Pension Schemes Bill: motion to disagree with Lords Amendment 35
Wednesday, 15 April 2026 · Division No. 481 · Commons
212 MPs did not vote
Voting Yes means
Support the government's decision to reject Lords Amendment 35 to the Pension Schemes Bill, restoring the government's preferred approach to pension scheme reform
Voting No means
Support retaining the Lords' Amendment 35, backing the change the upper chamber made to the Pension Schemes Bill
What happened: On 15 April 2026, MPs voted to reject Lords Amendment 35 to the Pension Schemes Bill, a government motion known as a "motion to disagree." The vote passed by 275 ayes to 159 noes, restoring the government's preferred version of the Bill. This was one of several divisions held on the same day as part of a wider "ping-pong" process, in which the Bill was bouncing between the Commons and the Lords after the upper chamber inflicted a series of defeats on the government.
Why it matters: The Pension Schemes Bill is designed to improve returns for pension savers, primarily by consolidating a fragmented pensions landscape and encouraging schemes to invest in a broader range of assets. By rejecting this Lords amendment, along with several others on the same day, the government preserved its chosen approach to pension reform, including provisions that give ministers a reserve power to direct a portion of pension scheme assets into qualifying categories, subject to limits and safeguards. The outcome keeps those provisions in the Bill in a form the government considers workable, affecting the investment strategies of workplace pension schemes and, by extension, the retirement savings of millions of workers.

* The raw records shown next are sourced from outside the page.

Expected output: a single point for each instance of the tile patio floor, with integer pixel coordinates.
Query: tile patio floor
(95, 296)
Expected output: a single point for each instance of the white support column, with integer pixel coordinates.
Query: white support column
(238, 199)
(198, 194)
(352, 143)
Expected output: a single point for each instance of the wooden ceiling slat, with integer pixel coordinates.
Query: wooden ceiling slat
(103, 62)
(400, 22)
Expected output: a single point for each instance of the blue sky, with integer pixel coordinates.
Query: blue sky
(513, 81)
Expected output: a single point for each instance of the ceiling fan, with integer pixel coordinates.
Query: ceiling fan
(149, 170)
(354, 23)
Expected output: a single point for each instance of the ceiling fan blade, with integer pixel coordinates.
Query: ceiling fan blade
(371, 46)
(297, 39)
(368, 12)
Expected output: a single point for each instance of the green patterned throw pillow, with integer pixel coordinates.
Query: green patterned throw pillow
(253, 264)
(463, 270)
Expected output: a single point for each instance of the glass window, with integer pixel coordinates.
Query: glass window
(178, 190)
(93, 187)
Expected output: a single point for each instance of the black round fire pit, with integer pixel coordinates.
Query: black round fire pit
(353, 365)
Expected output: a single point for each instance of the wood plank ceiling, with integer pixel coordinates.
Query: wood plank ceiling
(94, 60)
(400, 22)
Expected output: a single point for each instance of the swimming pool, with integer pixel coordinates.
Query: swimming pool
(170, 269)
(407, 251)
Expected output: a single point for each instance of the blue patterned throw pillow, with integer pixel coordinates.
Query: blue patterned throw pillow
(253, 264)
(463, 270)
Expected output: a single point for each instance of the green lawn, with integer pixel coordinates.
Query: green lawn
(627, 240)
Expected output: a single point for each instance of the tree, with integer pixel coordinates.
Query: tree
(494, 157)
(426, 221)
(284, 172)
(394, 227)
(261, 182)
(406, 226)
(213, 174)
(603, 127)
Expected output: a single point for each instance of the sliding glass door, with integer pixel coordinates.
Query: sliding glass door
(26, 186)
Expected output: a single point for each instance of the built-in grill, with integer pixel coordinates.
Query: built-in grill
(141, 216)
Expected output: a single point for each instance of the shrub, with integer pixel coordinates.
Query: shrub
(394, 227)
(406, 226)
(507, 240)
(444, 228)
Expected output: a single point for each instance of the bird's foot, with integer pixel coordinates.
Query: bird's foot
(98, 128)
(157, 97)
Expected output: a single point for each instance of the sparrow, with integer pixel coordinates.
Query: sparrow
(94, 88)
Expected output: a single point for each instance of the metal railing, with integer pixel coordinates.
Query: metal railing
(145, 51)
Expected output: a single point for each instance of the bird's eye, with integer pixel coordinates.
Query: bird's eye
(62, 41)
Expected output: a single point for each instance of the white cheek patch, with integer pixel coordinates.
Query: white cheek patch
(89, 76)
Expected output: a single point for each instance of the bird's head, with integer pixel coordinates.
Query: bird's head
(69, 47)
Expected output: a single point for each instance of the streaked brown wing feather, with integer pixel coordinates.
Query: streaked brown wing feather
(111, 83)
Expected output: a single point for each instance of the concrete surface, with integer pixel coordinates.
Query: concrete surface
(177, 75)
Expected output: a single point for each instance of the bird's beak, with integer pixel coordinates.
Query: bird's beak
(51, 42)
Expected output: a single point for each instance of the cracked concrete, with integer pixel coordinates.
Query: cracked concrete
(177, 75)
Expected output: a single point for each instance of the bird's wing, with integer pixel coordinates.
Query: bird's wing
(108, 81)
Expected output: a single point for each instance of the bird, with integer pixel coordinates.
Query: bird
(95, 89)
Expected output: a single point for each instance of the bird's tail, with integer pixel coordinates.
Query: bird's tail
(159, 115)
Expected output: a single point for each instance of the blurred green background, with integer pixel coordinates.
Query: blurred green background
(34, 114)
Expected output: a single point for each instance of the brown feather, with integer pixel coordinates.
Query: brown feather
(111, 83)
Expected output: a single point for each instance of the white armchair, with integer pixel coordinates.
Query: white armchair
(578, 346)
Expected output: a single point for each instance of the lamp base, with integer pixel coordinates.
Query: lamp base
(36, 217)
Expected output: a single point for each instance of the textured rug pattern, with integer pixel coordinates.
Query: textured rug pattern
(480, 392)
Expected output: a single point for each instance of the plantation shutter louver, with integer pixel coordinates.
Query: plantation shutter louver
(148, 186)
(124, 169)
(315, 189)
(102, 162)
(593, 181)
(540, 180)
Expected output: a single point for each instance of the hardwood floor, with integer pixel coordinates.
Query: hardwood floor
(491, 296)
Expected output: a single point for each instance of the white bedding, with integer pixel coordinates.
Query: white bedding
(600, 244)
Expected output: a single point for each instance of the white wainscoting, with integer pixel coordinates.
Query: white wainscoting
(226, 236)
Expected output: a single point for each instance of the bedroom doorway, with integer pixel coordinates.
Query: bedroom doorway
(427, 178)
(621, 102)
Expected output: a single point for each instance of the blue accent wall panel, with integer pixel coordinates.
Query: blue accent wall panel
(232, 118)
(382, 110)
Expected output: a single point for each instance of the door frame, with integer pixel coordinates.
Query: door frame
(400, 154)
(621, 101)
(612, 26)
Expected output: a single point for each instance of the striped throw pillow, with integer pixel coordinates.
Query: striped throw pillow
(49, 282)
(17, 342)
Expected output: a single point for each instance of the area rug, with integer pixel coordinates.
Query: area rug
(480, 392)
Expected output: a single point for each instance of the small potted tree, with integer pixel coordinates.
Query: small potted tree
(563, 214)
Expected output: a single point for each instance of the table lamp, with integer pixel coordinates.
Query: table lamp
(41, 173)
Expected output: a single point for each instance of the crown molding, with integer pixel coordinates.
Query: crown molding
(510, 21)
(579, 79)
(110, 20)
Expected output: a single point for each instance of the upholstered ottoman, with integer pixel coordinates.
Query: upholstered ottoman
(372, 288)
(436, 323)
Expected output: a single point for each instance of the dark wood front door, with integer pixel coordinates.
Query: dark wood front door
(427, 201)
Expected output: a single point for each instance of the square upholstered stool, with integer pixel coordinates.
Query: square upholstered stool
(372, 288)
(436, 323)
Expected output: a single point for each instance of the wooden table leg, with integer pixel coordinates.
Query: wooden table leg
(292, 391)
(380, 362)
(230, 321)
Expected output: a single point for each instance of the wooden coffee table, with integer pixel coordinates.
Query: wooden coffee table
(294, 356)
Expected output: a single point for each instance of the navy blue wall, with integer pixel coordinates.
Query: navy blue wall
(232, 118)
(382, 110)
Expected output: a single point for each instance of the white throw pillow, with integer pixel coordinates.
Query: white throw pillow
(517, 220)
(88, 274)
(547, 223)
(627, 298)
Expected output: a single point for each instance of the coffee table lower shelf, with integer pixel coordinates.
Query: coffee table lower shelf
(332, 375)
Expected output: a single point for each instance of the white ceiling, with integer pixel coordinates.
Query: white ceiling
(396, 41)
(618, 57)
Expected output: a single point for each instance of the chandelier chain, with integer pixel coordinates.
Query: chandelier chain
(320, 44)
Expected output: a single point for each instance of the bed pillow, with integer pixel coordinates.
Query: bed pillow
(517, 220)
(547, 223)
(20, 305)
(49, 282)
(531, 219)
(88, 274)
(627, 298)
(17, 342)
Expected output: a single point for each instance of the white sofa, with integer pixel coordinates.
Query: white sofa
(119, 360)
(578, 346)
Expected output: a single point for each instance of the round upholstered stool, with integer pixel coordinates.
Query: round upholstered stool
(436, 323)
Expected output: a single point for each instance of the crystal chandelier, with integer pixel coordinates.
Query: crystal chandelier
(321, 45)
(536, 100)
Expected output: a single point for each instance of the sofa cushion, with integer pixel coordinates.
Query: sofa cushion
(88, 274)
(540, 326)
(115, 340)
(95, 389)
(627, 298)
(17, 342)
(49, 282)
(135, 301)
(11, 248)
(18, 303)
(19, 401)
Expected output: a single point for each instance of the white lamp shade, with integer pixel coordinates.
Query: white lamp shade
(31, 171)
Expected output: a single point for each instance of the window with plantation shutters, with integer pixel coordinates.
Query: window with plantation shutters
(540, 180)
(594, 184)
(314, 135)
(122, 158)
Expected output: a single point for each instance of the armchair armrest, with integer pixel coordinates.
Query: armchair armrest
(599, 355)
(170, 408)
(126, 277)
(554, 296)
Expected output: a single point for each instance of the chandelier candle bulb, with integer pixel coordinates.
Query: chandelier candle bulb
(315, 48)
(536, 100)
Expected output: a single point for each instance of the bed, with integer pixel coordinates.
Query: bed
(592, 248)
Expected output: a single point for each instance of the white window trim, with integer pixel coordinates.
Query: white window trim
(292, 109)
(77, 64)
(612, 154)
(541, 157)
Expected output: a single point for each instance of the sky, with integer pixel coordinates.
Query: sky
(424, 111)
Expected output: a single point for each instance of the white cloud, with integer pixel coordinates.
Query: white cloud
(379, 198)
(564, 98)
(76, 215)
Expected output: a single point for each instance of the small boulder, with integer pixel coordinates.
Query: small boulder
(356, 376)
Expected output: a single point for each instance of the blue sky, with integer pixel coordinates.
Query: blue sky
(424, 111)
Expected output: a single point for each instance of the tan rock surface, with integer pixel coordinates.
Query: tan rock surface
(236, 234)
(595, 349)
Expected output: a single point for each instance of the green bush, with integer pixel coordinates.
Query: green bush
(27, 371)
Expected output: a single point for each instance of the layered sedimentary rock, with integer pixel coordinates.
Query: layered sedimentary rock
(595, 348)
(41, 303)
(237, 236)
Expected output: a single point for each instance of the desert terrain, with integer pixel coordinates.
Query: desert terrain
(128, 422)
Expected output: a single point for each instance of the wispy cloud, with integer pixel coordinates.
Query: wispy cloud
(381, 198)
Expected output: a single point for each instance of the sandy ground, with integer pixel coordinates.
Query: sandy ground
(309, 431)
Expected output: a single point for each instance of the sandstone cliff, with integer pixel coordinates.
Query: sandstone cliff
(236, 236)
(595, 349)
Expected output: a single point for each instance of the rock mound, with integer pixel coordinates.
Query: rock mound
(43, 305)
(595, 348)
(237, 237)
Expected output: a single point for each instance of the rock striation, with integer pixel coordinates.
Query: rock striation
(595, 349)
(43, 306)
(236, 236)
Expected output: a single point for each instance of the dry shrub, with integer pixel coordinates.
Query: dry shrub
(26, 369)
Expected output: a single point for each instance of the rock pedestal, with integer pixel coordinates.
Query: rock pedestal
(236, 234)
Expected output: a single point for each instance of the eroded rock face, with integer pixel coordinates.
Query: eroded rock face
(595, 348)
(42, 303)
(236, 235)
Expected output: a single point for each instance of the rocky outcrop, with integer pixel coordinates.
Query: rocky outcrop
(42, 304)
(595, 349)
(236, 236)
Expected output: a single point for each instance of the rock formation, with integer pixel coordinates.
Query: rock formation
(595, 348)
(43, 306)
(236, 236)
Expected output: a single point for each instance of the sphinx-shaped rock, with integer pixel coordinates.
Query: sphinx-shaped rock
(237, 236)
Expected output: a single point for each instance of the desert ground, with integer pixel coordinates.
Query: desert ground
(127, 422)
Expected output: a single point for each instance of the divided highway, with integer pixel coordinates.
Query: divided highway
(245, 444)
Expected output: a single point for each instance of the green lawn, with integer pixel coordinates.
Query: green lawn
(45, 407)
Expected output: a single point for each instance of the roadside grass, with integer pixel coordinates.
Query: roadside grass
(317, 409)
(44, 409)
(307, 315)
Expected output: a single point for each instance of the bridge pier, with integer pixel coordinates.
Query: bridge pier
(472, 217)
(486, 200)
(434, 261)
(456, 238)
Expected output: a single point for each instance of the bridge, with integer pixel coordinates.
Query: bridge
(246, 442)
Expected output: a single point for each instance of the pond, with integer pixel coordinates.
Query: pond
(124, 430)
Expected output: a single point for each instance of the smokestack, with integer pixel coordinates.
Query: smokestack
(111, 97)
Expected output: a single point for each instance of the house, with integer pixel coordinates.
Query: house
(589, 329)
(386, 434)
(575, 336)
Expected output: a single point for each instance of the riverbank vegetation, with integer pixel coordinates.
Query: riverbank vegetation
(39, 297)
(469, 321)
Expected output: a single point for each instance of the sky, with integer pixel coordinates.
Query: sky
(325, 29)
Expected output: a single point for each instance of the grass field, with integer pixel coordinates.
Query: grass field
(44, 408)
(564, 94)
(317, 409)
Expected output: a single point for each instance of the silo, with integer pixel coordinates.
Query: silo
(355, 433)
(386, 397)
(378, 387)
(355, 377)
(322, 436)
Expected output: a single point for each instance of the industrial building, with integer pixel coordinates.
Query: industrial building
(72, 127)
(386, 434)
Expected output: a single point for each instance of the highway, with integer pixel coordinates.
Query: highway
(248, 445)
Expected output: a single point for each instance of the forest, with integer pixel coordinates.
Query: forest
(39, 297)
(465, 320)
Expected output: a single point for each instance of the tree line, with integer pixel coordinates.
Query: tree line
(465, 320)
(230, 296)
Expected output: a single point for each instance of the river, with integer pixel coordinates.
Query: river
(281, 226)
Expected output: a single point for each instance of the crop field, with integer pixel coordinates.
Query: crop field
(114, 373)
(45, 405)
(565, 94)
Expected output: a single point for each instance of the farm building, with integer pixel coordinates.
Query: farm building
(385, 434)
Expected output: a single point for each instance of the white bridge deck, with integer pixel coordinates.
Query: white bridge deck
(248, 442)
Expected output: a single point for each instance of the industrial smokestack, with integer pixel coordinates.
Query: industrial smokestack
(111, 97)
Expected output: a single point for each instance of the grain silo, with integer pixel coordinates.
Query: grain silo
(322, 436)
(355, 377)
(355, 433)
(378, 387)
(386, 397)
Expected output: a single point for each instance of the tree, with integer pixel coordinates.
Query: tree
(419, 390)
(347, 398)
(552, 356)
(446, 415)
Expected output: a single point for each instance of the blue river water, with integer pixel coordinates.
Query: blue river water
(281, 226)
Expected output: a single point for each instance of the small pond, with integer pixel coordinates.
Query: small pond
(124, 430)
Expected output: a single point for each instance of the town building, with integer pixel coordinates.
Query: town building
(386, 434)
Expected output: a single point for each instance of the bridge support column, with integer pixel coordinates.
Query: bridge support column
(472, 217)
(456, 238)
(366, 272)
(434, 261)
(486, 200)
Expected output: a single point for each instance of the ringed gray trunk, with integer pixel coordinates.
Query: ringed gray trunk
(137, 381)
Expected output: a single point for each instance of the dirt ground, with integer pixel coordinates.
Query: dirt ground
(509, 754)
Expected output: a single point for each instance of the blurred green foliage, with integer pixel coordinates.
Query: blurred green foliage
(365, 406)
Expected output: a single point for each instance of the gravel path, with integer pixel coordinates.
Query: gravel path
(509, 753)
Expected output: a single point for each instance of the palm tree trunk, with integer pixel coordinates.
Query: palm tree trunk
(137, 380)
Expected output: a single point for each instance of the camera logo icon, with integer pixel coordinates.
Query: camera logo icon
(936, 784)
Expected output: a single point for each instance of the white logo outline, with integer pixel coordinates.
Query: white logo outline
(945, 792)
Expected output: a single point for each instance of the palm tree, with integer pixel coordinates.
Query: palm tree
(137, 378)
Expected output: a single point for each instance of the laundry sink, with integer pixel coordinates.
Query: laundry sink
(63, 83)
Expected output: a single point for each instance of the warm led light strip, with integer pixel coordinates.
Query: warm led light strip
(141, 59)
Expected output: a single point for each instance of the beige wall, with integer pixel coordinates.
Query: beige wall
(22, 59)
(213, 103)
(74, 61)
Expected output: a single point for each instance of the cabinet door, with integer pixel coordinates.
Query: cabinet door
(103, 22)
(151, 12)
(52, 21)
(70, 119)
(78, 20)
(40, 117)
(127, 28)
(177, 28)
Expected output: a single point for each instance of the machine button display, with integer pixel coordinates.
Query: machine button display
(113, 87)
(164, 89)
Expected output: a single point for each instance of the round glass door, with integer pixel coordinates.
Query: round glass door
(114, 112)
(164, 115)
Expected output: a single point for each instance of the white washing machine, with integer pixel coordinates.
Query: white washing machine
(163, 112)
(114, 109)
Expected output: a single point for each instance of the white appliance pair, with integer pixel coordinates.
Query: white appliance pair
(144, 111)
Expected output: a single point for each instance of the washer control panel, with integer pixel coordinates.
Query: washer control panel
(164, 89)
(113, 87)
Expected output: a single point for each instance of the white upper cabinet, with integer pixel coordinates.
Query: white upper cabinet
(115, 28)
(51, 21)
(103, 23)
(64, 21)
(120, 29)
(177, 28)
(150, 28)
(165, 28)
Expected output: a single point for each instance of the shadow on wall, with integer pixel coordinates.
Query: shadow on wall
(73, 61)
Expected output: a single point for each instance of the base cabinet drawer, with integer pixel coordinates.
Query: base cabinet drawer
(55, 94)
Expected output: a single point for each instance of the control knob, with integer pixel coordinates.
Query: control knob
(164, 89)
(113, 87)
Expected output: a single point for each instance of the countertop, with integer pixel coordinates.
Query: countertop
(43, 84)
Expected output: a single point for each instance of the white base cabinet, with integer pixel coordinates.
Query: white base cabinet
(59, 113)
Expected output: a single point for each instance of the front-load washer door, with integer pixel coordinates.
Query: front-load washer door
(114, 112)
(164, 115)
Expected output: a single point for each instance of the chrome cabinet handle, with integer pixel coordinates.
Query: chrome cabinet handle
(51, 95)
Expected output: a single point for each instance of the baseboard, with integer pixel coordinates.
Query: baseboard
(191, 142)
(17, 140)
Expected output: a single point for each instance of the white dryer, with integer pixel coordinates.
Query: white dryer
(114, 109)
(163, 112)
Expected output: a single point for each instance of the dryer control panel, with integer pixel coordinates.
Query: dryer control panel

The politics: The vote followed strictly partisan lines. Labour and Labour and Co-operative MPs voted unanimously in favour, joined by Green MPs and one independent, while Conservatives, Liberal Democrats, the SNP, Plaid Cymru, and Reform UK all voted against. There were no notable rebels on either side. The Conservatives framed the Bill as an improper government reach into private savings, while the government and its supporters argued the investment powers were tightly constrained and aimed at delivering better returns for savers. The Lords had passed 12 amendments against the government's wishes, and this day's votes represented the Commons pushing back on the majority of them.
How They Voted
Government position: Aye
What They Said in the Debate
Conservative · Faversham and Mid Kent
Argues the mandation power is fundamentally wrong in principle—pensions belong to savers, not the state—and that the government is seizing a £400bn piggybank for ideological purposes; calls for removal of the reserve power entirely.
Voted No
Conservative · Tonbridge
Warns that regulatory intervention to mandate pension investment repeats a 30-year error of gradually shifting from equities to bonds, weakening economic growth and intergenerational wealth transfer; opposes mandation on principle.
Voted No
Liberal Democrat · Torbay
Opposes mandation as state interference antithetical to free market principles; supports limited government guidance but not direction of pension investments; will vote against government amendments on mandation.
Voted No
Conservative · Wokingham
Criticizes the Bill for failing to address pre-1997 pension indexation injustice affecting nearly 1 million pensioners; argues surplus extraction should not proceed until this long-standing wrong is remedied.
Voted No
Labour · Poole
Argues Lords amendments preventing direction of pension investment away from fossil fuels and unethical assets are too restrictive; calls for binding targets to phase out thermal coal and arms manufacturers from pension funds.
Voted Aye
Conservative · Bognor Regis and Littlehampton
Objects to the reserve power on principle—pension decisions should rest with trustees, not ministers; supports Lords amendments to strip out asset allocation requirements and require transparency on public sector pension affordability.
Voted No
Labour · Swansea West
Defends the reserve power on asset allocation as a necessary backstop to overcome collective action problems preventing diverse investment, but limits it to 10% qualifying assets and 5% UK assets to align with Mansion House accord; opposes most Lords amendments as unnecessary or undermining policy intent.
Voted Aye
Labour · Oldham East and Saddleworth
Defends the asset allocation changes as aligned with Mansion House accord; dismisses scaremongering about government theft of pensions; supports the Bill and presses government on pre-1997 indexation.